If the movies hadn’t first opened in a theater they never would have heard about them or wanted to download them. There is as yet no substitute for the legitimacy of a theatrical or broadcast (including cable station)presentation. You need to spend some serious money to overcome the noise of a million cat videos on YouTube. My guess is those movies your son watched used EDLs, OMFs and XMLs up the kazoo. In it’s present form FCPx couldn’t cut them.
I wouldn’t count on the death of theatrical presentations just yet, there is still something about watching a movie in the dark alone and yet together with an audience. Avatar doesn’t make a billion dollars as a vimeo feature.
Herb Sevush
Zebra Productions -
Chris Harlan
October 11, 2011 at 12:36 am[Bill Davis] “I don’t remember anyone on stage at the unveiling. (and I had a good seat) saying this is an “upgrade to” or even a “replacement” for FCP-7.”
Seriously?! This is beyond specious, Bill.

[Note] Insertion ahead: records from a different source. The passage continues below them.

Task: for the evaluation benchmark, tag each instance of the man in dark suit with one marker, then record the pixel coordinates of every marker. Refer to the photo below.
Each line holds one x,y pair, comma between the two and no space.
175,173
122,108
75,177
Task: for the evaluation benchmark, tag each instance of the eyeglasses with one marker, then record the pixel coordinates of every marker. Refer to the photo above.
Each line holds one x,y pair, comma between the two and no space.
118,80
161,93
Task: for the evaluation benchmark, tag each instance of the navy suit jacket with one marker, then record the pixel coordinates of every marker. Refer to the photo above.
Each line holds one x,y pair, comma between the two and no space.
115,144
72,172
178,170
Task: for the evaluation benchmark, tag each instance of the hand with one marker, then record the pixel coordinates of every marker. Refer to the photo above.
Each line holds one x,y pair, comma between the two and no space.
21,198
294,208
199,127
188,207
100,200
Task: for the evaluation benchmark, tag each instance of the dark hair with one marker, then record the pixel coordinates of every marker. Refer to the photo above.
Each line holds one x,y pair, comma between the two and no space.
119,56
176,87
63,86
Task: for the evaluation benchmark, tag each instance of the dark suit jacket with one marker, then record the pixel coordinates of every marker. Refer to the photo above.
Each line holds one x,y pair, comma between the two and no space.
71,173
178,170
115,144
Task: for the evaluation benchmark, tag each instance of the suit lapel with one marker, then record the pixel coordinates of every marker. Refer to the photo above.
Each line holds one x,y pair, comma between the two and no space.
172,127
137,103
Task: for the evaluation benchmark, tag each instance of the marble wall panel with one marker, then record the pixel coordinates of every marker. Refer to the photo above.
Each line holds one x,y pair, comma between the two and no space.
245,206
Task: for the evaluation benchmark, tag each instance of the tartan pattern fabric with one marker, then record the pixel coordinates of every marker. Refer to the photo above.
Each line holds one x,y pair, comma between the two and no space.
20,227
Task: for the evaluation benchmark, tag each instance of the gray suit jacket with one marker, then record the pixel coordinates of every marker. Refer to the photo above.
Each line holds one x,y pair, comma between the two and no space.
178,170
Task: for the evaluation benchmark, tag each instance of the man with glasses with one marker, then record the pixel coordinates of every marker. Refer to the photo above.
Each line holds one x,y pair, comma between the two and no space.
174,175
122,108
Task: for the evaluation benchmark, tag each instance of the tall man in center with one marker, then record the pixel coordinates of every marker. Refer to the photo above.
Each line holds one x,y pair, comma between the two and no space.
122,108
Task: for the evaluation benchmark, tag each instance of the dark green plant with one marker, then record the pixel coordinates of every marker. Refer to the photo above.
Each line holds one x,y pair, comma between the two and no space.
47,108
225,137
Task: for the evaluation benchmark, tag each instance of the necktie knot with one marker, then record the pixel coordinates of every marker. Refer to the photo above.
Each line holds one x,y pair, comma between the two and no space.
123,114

[Bill Davis] “The name is trivial. The change was not. It’s a fundamental thing that we’re responsible for changing in our brains. And it’s not Apple’s job to coddle us through the change by wasting time and effort on a useless IP search for a different name when they already own a perfectly good one.”

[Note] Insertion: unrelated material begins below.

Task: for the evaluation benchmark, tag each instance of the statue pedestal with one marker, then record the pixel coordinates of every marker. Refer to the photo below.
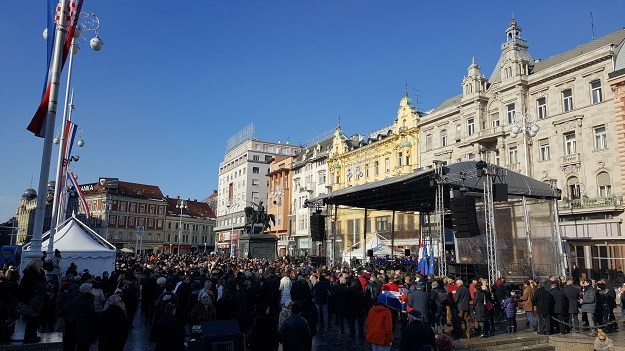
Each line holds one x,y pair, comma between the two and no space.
258,246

Really?! This is what you are going with?
[Bill Davis] “The game has changed – and so has what the brand “Final Cut Pro” stands for. It used to stand for a big program a lot like AVID and Premier. Now it stands for a completely alternative way to approach the tasks of manipulating digital motion and still content.”
The game has changed? Yeah, more than a decade ago, when cheep NLEs of all varieties began to appear. Magnetic frippery and an iPhoto-like database do not a new revolution make.